|Carl Benz||Siegfried Marcus|
Carl Friedrich Benz, sometimes also Karl Friedrich Benz, was a German engine designer and automotive engineer. His Benz Patent Motorcar from 1885 is considered the first practical automobile. He received a patent for the motorcar in 1886.
Benz’s lifelong hobby brought him to a bicycle repair shop in Mannheim owned by Max Rose and Friedrich Wilhelm Eßlinger. In 1883, the three founded a new company producing industrial machines: Benz & Companie Rheinische Gasmotoren-Fabrik, usually referred to as Benz & Cie. Quickly growing to twenty-five employees, it soon began to produce static gas engines as well.
The success of the company gave Benz the opportunity to indulge in his old passion of designing a horseless carriage. Based on his experience with, and fondness for, bicycles, he used similar technology when he created an automobile.
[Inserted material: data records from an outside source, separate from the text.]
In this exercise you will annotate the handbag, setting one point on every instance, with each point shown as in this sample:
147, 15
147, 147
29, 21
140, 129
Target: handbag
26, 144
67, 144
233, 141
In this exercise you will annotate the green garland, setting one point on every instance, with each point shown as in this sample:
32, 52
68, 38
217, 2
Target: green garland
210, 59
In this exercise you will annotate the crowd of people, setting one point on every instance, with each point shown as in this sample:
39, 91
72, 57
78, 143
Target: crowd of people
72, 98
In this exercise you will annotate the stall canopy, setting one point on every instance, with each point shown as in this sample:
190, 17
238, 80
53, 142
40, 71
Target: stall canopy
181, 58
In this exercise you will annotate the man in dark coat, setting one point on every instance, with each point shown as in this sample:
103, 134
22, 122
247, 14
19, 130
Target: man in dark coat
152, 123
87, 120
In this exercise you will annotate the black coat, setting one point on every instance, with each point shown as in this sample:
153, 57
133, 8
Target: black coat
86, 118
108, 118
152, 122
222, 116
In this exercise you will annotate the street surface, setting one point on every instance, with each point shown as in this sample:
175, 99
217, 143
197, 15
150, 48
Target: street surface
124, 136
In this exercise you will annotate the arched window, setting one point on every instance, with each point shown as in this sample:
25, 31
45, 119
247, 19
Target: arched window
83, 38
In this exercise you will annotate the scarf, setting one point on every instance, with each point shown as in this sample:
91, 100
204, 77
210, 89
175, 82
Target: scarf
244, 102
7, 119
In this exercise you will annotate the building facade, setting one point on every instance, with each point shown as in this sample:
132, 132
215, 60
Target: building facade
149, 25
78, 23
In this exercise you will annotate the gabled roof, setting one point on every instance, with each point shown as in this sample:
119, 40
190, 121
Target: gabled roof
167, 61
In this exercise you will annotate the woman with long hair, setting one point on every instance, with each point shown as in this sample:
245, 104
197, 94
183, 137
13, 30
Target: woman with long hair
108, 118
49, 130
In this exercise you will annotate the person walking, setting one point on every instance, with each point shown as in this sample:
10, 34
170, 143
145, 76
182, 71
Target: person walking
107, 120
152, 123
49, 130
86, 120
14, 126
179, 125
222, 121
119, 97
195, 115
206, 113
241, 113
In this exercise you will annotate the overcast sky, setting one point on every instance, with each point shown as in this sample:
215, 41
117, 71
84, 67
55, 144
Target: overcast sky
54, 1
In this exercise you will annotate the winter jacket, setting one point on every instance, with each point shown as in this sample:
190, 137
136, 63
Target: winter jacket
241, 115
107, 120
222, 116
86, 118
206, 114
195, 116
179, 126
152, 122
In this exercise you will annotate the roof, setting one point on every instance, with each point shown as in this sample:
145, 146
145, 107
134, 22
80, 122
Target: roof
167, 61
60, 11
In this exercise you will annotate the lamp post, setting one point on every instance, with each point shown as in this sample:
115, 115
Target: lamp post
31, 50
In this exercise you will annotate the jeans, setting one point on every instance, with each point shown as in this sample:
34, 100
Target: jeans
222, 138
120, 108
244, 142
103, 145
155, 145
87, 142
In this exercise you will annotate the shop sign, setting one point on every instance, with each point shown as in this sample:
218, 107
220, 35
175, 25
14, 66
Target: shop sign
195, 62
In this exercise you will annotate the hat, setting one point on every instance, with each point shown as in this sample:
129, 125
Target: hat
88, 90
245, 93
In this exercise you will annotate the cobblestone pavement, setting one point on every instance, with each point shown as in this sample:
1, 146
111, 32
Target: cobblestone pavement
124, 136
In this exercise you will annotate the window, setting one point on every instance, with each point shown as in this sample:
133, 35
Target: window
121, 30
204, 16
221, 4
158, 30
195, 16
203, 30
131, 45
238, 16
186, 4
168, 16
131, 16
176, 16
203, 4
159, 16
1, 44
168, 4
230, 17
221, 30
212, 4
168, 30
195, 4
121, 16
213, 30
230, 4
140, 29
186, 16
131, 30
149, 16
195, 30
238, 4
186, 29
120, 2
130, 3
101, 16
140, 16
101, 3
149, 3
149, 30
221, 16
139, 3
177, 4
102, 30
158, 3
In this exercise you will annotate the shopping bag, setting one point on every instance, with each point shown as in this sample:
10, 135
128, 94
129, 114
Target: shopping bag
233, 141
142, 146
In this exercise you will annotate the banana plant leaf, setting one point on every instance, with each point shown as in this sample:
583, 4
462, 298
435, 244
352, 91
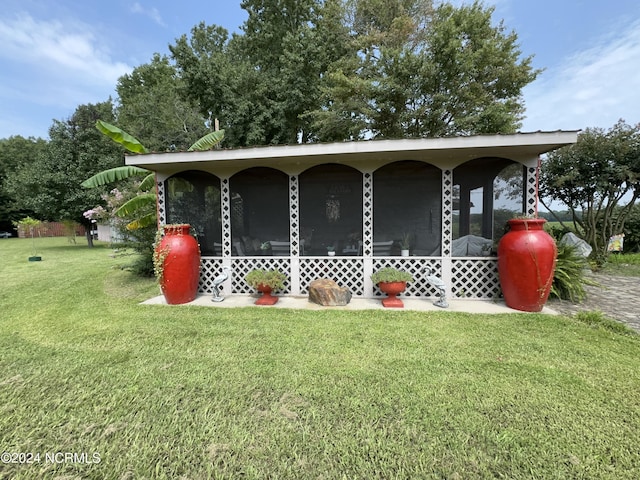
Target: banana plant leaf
207, 142
144, 221
136, 203
148, 183
112, 175
120, 136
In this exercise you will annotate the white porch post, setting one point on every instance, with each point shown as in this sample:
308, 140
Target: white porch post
162, 201
294, 234
531, 187
225, 216
367, 232
447, 229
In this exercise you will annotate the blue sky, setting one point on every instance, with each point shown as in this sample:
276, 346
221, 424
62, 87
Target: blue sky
57, 55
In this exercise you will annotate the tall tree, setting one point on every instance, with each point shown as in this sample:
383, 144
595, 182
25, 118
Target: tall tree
49, 184
598, 178
155, 106
260, 83
14, 151
416, 71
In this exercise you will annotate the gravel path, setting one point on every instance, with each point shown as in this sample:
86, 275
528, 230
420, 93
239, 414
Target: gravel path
616, 297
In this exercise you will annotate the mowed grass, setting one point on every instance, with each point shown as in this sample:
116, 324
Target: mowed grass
196, 393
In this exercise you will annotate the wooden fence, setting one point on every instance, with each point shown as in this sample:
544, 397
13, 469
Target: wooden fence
53, 229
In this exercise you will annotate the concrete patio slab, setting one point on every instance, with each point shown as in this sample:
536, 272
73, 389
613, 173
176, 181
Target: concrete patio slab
303, 303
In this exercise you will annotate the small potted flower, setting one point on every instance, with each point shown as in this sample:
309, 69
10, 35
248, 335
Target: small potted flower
405, 244
392, 282
266, 281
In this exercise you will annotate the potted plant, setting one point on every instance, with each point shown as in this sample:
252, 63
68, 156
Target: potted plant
392, 282
265, 281
405, 244
29, 224
526, 263
176, 263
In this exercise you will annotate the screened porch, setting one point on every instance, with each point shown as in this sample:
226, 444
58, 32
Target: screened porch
289, 207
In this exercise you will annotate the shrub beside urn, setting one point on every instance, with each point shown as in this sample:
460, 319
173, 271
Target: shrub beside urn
526, 262
392, 282
176, 261
266, 281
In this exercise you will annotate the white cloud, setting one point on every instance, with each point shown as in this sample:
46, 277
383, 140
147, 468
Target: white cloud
152, 13
593, 88
55, 49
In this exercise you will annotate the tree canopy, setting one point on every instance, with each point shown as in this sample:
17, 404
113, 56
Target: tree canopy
342, 70
299, 71
49, 183
598, 178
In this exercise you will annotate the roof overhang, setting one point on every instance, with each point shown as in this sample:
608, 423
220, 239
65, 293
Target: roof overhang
443, 152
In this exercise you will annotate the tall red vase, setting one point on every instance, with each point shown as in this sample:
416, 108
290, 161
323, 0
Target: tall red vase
526, 263
181, 266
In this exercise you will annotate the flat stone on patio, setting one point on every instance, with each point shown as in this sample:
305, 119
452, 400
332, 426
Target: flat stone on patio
326, 292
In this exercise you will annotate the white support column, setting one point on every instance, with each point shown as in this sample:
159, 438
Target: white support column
447, 229
367, 231
162, 200
225, 216
531, 188
294, 234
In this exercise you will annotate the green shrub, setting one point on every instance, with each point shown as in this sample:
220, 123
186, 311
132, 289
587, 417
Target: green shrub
390, 274
569, 278
271, 278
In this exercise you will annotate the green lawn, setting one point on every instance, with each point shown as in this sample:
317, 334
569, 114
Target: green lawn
197, 393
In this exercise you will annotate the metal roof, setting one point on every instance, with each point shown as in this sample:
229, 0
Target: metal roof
445, 152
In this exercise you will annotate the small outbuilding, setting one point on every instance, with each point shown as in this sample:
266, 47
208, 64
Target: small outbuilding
445, 200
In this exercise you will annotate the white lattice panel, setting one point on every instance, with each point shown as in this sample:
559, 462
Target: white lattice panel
225, 205
447, 212
416, 266
162, 208
345, 271
531, 190
210, 268
475, 278
240, 266
294, 225
367, 214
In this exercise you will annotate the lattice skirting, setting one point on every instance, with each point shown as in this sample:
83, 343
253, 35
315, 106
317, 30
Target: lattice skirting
473, 278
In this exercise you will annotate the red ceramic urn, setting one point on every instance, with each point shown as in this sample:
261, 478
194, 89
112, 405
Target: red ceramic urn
526, 263
179, 255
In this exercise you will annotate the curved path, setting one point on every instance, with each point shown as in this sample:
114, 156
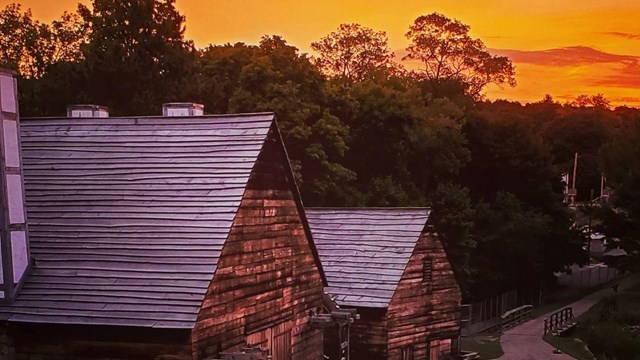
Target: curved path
524, 342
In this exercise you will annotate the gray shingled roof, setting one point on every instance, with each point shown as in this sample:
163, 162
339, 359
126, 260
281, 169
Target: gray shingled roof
364, 251
127, 216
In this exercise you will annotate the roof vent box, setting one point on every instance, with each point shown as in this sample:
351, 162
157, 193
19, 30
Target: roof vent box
87, 111
182, 109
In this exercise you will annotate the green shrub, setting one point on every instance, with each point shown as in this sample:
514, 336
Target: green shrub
611, 339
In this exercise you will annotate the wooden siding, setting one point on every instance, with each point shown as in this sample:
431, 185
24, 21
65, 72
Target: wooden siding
365, 250
368, 340
420, 312
267, 274
65, 342
127, 216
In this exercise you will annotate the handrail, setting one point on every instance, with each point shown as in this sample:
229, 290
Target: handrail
516, 316
559, 322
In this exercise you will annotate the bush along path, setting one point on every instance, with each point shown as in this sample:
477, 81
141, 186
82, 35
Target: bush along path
524, 342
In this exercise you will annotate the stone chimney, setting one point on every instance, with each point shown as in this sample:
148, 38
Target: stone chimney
182, 109
14, 242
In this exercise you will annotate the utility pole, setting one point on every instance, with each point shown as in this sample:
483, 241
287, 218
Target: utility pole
573, 190
602, 187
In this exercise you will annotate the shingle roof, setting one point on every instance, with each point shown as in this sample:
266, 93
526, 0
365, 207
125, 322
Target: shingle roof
364, 251
127, 216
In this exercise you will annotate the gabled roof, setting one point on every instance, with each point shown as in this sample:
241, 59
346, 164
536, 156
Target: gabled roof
127, 216
364, 251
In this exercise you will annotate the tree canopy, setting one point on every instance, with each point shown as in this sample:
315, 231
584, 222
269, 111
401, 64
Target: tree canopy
354, 52
360, 130
448, 52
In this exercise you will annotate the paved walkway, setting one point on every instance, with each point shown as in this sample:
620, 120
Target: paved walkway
524, 342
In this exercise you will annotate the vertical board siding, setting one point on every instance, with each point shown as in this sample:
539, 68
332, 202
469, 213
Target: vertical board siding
419, 311
127, 216
368, 340
267, 274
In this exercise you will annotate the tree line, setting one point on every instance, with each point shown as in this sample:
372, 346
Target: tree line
360, 128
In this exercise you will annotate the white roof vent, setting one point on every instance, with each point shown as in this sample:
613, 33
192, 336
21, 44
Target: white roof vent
182, 109
87, 111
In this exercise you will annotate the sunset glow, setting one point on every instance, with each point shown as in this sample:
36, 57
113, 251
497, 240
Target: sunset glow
563, 48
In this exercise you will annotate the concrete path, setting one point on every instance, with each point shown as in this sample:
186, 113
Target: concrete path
524, 342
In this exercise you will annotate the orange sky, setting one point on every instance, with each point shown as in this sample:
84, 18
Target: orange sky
561, 47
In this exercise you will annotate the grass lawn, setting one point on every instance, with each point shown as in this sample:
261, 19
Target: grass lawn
570, 346
487, 346
569, 296
626, 302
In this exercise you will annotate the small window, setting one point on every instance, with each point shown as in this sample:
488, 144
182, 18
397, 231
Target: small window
427, 274
407, 352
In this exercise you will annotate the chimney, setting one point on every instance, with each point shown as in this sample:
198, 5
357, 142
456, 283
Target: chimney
182, 109
14, 243
87, 111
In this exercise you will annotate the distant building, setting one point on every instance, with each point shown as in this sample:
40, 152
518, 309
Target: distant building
152, 237
388, 265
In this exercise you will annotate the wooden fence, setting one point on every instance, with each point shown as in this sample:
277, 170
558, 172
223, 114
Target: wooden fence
516, 316
559, 322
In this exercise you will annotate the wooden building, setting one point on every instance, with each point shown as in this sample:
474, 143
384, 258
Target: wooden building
161, 238
387, 264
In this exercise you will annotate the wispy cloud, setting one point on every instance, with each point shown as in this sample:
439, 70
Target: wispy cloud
622, 34
566, 56
604, 69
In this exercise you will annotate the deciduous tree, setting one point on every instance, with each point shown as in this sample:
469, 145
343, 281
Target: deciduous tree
136, 56
448, 52
30, 47
354, 52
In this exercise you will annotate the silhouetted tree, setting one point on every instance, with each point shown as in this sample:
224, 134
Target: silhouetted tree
448, 52
354, 52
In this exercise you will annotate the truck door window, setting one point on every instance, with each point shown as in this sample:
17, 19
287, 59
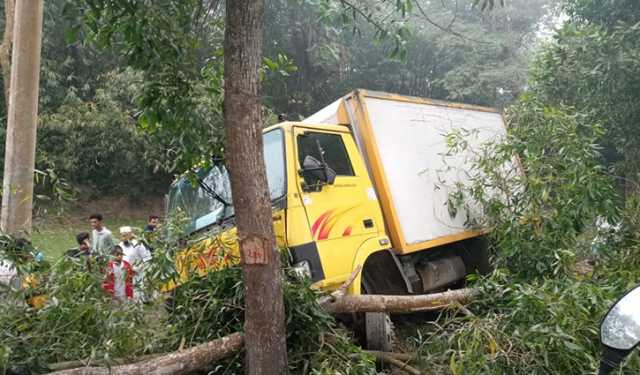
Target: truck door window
335, 153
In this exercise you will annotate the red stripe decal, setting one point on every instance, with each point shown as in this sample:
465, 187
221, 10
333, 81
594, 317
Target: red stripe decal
320, 220
347, 231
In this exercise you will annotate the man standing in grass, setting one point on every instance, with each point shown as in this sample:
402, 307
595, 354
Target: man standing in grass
101, 238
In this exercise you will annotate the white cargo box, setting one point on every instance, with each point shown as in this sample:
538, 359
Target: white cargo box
402, 140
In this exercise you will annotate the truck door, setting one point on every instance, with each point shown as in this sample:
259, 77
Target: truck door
344, 214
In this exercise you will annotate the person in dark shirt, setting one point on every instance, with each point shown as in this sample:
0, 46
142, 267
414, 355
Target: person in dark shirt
83, 251
152, 224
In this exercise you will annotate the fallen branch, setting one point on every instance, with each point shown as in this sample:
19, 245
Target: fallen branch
390, 358
399, 356
342, 290
396, 304
58, 366
182, 362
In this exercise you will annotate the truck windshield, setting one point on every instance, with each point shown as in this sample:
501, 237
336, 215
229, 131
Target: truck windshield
206, 197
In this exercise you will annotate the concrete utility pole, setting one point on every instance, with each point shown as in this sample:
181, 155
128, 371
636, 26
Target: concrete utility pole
20, 150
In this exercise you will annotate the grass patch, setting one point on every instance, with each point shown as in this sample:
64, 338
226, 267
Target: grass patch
53, 239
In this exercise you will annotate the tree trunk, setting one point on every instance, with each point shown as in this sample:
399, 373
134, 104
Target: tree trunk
5, 48
20, 150
264, 309
396, 304
184, 362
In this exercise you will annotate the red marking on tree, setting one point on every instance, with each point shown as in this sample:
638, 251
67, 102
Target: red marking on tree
253, 251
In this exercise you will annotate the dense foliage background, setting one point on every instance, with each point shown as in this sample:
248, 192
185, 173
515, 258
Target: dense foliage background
112, 130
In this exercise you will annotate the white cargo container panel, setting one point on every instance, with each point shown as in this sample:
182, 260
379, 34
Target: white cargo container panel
420, 172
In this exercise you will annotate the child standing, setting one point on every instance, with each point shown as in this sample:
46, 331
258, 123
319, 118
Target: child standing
119, 280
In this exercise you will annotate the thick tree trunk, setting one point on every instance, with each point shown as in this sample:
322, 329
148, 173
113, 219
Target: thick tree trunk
20, 150
264, 309
5, 48
183, 362
396, 304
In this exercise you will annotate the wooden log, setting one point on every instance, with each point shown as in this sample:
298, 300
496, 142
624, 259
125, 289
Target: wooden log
58, 366
397, 304
399, 356
391, 359
183, 362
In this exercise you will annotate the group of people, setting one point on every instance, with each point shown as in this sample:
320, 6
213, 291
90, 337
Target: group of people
126, 260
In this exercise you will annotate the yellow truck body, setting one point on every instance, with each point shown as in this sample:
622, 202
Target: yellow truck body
385, 209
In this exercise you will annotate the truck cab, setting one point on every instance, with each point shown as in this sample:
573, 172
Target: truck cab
327, 228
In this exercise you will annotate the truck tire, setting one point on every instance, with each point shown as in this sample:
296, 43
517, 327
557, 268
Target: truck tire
476, 255
377, 329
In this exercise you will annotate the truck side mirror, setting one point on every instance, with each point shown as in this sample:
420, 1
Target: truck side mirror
317, 173
620, 330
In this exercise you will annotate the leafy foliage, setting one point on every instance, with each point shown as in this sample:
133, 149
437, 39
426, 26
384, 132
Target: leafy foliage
548, 326
539, 188
80, 322
95, 143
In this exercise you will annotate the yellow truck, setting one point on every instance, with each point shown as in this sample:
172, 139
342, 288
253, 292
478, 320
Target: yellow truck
363, 182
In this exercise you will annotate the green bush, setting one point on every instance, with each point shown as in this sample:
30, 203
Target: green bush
95, 144
539, 189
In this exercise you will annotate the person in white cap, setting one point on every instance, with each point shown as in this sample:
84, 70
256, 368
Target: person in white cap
136, 254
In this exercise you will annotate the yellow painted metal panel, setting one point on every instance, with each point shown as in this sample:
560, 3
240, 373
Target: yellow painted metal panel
377, 170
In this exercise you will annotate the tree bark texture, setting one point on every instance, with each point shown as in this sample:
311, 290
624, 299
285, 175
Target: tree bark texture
264, 326
5, 48
20, 150
397, 304
183, 362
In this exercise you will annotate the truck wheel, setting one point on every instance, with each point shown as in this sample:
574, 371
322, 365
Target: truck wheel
476, 255
378, 331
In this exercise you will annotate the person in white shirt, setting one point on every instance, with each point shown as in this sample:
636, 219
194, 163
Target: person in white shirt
101, 238
138, 256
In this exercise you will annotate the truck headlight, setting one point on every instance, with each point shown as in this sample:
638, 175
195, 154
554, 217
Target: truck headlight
302, 269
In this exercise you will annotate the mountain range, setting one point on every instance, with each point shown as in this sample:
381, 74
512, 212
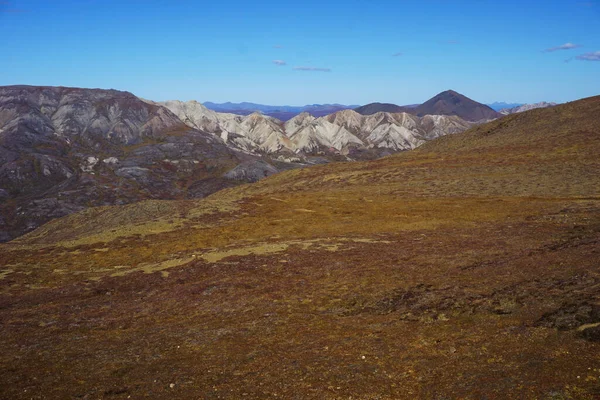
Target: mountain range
466, 268
445, 103
282, 113
525, 107
66, 149
345, 132
500, 105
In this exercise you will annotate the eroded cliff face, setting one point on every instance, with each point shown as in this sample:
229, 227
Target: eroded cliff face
65, 149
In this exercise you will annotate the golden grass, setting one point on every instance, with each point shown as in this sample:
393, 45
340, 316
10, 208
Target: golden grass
421, 275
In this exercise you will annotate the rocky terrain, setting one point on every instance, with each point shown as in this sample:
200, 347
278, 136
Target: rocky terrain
448, 103
525, 107
374, 108
282, 113
345, 132
65, 149
465, 269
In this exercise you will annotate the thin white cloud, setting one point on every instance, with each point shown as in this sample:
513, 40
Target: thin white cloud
566, 46
592, 56
312, 69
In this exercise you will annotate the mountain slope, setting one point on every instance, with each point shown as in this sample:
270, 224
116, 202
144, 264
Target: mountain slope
445, 103
282, 113
525, 107
453, 103
65, 149
373, 108
344, 133
472, 259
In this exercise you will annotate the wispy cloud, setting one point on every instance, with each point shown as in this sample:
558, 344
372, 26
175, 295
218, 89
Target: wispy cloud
4, 8
566, 46
592, 56
312, 69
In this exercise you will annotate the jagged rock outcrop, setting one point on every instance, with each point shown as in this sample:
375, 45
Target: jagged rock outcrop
526, 107
65, 149
337, 133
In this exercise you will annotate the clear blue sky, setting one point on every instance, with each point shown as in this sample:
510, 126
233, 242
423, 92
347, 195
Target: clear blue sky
225, 50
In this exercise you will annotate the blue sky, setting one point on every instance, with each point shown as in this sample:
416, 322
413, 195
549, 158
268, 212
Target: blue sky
225, 50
It featured wire wheels (unlike carriages’ wooden ones)  with a four-stroke engine of his own design between the rear wheels, with a very advanced coil ignition and evaporative cooling rather than a radiator. Power was transmitted by means of two roller chains to the rear axle. Karl Benz finished his creation in 1885 and named it “Benz Patent Motorwagen“.
It was the first automobile entirely designed as such to generate its own power, not simply a motorized stage coach or horse carriage, which is why Karl Benz was granted his patent and is regarded as its inventor.
The Motorwagen was patented on 29 January 1886 as DRP-37435: “automobile fueled by gas”.
His invention is in the Deutsches Museum Verkehrszentrum focusing on transportation.
Benz Patented Motorwagon – Deutsches Transportation Museum
While the Viennese support Siegfried Marcus as the inventor of the first car, most auto historians give credit to Gottlieb Daimler (1885) for the first modern engine and Carl Benz (1886) for the first gasoline-fueled car. But Marcus, the Jewish inventor, also deserves to be remembered as one of the first inventors of the automobile.
Encyclopedia Britannica’s editors wrote this biography about Siegfried Marcus
Siegfried Marcus, (born Sept. 18, 1831, Malchin, Mecklenburg [Germany]—died June 30, 1898, Vienna, Austria), inventor who built four of the world’s earliest gasoline-powered automobiles.
Marcus became an apprentice machinist at the age of 12, and five years later he joined an engineering company building telegraph lines. Within three years he invented a telegraphic relay system and moved to Vienna, where he was employed by several government and scientific organizations. In 1860 he established his own laboratory there. Marcus built his first automobile in 1864, a vehicle that was powered by a one-cylinder internal-combustion engine. Because the machine had no clutch, the rear wheels had to be lifted clear of the ground before the engine could be started. Dissatisfied with its performance after one test drive, he dismantled it.
Absorbed in other projects, Marcus did not return to his invention until 10 years later. His next vehicle, with a remarkably advanced electrical system, is preserved in the Technical Museum for Industry and Trade in Vienna; it is probably the oldest gasoline-powered automobile extant. Because Marcus was a Jew, museum authorities had to hide the vehicle to prevent its destruction during the Nazi occupation. In 1949–50 it was overhauled and driven at about eight kilometres per hour (five miles per hour).
Marcus was credited as having invented the petrol driven motor car. Marcus was removed from German encyclopedias as the inventor of the modern car, under a directive from the German Ministry for Propaganda during World War II. His name was replaced with the names of Daimler and Benz.
His car was named a Historic Mechanical Engineering Landmark by the American Society of Mechanical Engineers.
His second car at the Vienna Technical Museum.